Updated

Iran delivered its response Friday to an international offer of incentives for it to suspend uranium enrichment, a central part of its nuclear program, state television reported.

The report did not say what the response was.

Iran's ambassador to Belgium presented the response to European Union foreign policy chief Javier Solana in Brussels and Iran's top nuclear negotiator, Saeed Jalili, spoke with Solana by phone, state TV and Iran's official news agency said.

State television also said Solana and Jalili agreed during the conversation to hold the latest in a series of talks in the second half of July. Solana last met with Iranian officials in mid-June, trying to get Tehran to accept the incentives offer.

A positive response could open the way to renewed negotiations that might help cool recent sharp exchanges between officials on both sides. In recent weeks the U.S. and Iran have traded threats and warnings over possible American or Israeli military action.

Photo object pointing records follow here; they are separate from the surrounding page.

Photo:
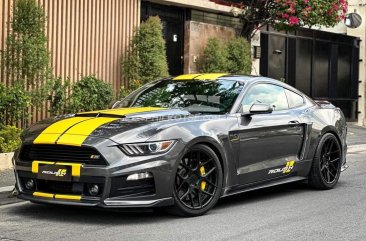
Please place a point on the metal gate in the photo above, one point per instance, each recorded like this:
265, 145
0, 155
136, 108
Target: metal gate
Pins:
323, 65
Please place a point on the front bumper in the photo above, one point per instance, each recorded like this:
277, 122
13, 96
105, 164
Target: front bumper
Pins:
116, 191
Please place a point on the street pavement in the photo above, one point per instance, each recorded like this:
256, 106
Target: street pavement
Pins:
288, 212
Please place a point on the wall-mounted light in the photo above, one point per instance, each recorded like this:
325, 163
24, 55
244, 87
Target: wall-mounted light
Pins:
353, 20
257, 52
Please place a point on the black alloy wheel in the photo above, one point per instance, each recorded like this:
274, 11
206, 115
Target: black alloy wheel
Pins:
198, 181
327, 163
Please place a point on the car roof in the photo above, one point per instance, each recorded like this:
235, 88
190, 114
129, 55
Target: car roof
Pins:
216, 76
235, 77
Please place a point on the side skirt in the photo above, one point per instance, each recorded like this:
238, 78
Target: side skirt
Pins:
246, 188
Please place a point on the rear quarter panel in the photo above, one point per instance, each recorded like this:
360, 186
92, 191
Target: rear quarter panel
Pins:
325, 119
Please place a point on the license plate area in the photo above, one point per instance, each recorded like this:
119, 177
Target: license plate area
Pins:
55, 172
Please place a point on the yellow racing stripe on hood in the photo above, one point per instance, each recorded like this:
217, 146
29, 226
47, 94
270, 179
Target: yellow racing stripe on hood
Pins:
73, 131
77, 134
53, 132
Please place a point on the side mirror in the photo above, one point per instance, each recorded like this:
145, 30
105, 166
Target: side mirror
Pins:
259, 108
114, 104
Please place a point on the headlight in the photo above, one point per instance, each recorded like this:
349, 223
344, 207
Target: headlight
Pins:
147, 148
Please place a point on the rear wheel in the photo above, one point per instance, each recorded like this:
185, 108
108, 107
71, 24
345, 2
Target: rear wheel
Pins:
198, 181
326, 167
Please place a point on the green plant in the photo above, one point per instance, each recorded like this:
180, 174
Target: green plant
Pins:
146, 59
14, 104
9, 138
58, 96
25, 60
289, 14
239, 59
90, 93
214, 59
26, 57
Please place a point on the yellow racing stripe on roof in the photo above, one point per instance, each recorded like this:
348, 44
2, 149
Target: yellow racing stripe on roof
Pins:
186, 76
52, 132
210, 76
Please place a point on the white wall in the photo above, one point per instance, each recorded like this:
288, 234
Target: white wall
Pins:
359, 6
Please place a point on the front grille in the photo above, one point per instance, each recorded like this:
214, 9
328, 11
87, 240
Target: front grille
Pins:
62, 153
120, 187
81, 187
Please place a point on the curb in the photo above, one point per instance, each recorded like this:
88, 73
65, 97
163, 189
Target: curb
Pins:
6, 189
356, 148
5, 161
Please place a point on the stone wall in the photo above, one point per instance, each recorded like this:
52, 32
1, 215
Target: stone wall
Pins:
196, 36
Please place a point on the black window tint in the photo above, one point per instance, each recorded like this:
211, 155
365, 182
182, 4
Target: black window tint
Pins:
294, 100
268, 94
195, 96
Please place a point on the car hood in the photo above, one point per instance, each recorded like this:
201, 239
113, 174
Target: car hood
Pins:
75, 129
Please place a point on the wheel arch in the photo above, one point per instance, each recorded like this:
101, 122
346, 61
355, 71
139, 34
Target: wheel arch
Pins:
217, 148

Acting on behalf of the five permanent members of the U.N. Security Council and Germany, the EU's Solana offered the modified package of economic incentives to Iran during his June visit. The offer is meant to persuade Iran to halt enrichment, which the six world powers fear Iran could use to produce weapons.

Iran has insisted it will not give up enrichment, saying its only aim is to produce nuclear power, not weapons. But it has said the incentives package has some "common ground" with Tehran's own proposals for a resolution to the standoff.

Separately, EU nations also approved new sanctions against Iran in June, imposing additional financial and travel restrictions on a list of Iranian companies and experts, including the country's largest bank.

The six nations — the U.S., China, Russia, France, Britain and Germany — first offered a package of economic, technological and political incentives to Tehran nearly two years ago on condition that it suspend enrichment.

Iran's state radio in an earlier news bulletin quoted Jalili as saying the response would be delivered on Friday. There was no immediate explanation for the discrepancy with the TV report saying it had already been delivered.

The report by state TV also says Solana thanked Iran for sending the response and for agreeing to more talks.

The standoff has led to increasingly tense exchanges about the possibility of a military strike by Israel or the U.S.

The commander of Iran's Revolutionary Guards said in remarks published Friday that Iran would consider any military action against its nuclear facilities as the beginning of a war.

"Iran's response to any military action will make the invaders regret their decision and action," Jafari said late Thursday, according to the IRNA news agency.

In a newspaper interview last week, Jafari warned that if attacked, Iran would barrage Israel with missiles and choke off the strategic Strait of Hormuz, a narrow outlet for oil tankers leaving the Persian Gulf.

However, the general was also quoted as saying that he thinks a strike by Iran's adversaries is unlikely.

Iran's top diplomat, Manouchehr Mottaki, told The Associated Press in New York on Wednesday that the United States and Israel would not risk the "craziness" of attacking his country and possibly provoking a wider Middle East war or driving oil prices into uncharted heights.

An Israeli military exercise last month was seen as a warning to Iran.

Mottaki called the speculation of a military strike part of "psychological warfare," according to Friday's IRNA report.